What is property leasing
This form of contract offers the use of a property by paying periodic installments to the owner, generally a finance company or a bank. Once the installments have been paid in the agreed period, we have the possibility to pay a maxi-installment, established in advance in the contract, to become the full owner of the property. The contract may also include an advance payment (where foreseen), also known as a maxi initial installment.
The main characteristic of the leasing instrument is the detachment between the owner and the user. Until the time of the final redemption, the user does not consolidate the property among his own assets.
Property leasing is therefore a kind of rental contract that allows the “lessee under a finance lease” to use the property by paying a periodic fee and, at the end of the agreed period, to have the opportunity to redeem the property and become the owner. The amount due for redemption must be agreed at the time of contract signature, and is generally calculated as the difference between the amount already paid and the estimated value of the asset on that date.
This popular form of contract, used for years in the automobile market, allows the party using the property to decide, at the end of the agreed period, whether to “return” it or become the owner.
A property leasing operation can take place only through a bank or financial company which becomes the owner of the property chosen by the client. Thereafter, the client undertakes to pay the installments calculated according to an interest rate set out in the contract.

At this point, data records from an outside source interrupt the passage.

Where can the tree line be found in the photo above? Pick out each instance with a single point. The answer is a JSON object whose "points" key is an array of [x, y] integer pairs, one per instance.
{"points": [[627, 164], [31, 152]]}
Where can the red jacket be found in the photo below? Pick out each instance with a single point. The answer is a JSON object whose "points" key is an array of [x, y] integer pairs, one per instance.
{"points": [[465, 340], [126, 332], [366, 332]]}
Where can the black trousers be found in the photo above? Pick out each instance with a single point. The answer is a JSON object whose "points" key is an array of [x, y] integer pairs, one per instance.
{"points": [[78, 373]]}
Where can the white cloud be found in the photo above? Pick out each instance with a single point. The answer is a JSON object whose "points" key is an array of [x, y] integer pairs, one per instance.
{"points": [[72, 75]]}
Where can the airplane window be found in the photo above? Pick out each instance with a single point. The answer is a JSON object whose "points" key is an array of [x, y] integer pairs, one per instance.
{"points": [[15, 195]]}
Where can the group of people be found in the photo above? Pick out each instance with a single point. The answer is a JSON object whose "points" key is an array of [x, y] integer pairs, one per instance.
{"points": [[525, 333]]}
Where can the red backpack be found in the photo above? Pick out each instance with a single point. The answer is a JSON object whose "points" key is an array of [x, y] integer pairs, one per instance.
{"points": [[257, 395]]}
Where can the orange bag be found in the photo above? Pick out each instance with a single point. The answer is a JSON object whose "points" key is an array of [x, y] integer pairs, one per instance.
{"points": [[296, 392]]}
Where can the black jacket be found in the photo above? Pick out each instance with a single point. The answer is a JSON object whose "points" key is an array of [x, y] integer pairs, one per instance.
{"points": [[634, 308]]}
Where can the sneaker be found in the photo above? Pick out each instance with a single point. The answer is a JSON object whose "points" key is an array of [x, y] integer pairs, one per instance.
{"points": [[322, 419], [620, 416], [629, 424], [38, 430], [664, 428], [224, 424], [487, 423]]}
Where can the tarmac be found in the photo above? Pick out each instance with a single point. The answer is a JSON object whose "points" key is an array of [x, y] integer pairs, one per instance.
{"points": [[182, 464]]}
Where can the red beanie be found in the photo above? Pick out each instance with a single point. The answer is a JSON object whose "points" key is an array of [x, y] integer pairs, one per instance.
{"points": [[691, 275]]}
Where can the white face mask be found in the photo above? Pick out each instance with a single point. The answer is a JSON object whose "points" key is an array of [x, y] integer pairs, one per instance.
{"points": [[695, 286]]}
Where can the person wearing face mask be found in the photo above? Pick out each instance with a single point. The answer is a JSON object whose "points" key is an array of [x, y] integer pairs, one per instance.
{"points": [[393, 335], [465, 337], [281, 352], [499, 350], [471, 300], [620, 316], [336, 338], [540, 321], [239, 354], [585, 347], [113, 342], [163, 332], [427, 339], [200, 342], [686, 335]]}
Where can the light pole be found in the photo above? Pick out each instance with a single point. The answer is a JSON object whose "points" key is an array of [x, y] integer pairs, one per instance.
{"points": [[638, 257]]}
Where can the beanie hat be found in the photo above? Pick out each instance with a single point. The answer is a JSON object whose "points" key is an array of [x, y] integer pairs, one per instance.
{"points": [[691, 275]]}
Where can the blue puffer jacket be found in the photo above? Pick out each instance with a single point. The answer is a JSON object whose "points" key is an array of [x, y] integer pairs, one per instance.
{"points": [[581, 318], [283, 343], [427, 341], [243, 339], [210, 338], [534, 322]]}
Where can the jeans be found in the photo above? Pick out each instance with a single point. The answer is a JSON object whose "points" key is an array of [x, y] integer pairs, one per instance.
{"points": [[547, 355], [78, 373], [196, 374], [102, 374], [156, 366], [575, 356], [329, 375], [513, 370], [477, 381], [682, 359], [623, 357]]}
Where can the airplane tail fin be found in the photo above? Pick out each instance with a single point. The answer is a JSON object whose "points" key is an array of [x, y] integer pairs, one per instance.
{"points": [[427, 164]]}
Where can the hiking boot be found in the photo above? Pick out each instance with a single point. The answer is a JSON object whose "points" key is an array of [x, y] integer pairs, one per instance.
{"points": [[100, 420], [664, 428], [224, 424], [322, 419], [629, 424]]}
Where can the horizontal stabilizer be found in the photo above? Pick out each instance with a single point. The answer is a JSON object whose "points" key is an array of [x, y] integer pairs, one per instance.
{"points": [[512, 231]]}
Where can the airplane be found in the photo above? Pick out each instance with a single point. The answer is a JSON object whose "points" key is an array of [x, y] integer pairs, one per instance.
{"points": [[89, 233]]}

Residential property leasing
Residential property leasing, referred to residential buildings used as the main residence, was introduced by the Italian Stability Law of 2015, offering a series of tax advantages, including a 19% deduction of the installments and related accessory charges, as well as the purchase cost when exercising the final redemption option, as well as a 1.5% reduction of the registration tax. These advantages expired in December 2020, and currently (May 2021) have not been renewed.
Property leasing vs. mortgage
Property leasing is a flexible solution that can be adapted to suit the client’s needs, and this is why it can be used as an alternative to a mortgage, after an appropriate assessment of the pros and cons of both options. Let’s have a look at the advantages and disadvantages of each one.
The advantages of property leasing
- It minimizes the initial outlay,
- contractual certainty of the amount to pay at the end of the agreed period,
- no notary fees like those required when taking out a mortgage, and no mortgage registration costs,
- the leasing installments are partially deductible,
- a leased asset cannot be seized,
- the property does not constitute part of the income for as long as the leasing contract is active,
- in the case of temporary difficulties - loss of work in the case of a natural person or lack of orders in the case of a business - it is possible to suspend the payment of the periodic fee (only once and for a maximum of 12 months) without any commissions or additional charges.
The disadvantages of property leasing
- The lease contract is generally for no more than 15 years,
- the installments are generally higher than those of a mortgage or a simple rental contract,
- the leased property cannot be sold,
- the user has all the risks and benefits of the use of the property. For this reason, lease contracts usually include the user’s obligation to take out an insurance policy to cover any damage to the property or third parties.
The advantages of a mortgage
- The funding for purchasing a home can last up to 30 years,
- the property is owned immediately, and so it can be sold, renovated or rented out,
- lower interest rates are applied to mortgage installments than to leasing installments,
- there is no final redemption.
The disadvantages of a mortgage
- Notary expenses have to be paid immediately,
- immediately becoming the owner, home ownership taxes (IMU) have to be paid,
- a down-payment of at least 20% of the value of the property has to be made, as a mortgage can cover no more than 80% of the value. We should also consider that banks tend to fund a lower percentage, so the down-payment required will probably be greater. Furthermore, accessory costs have to be considered,
- the cost of the property appraisal is borne by the client even if the bank refuses to grant the mortgage.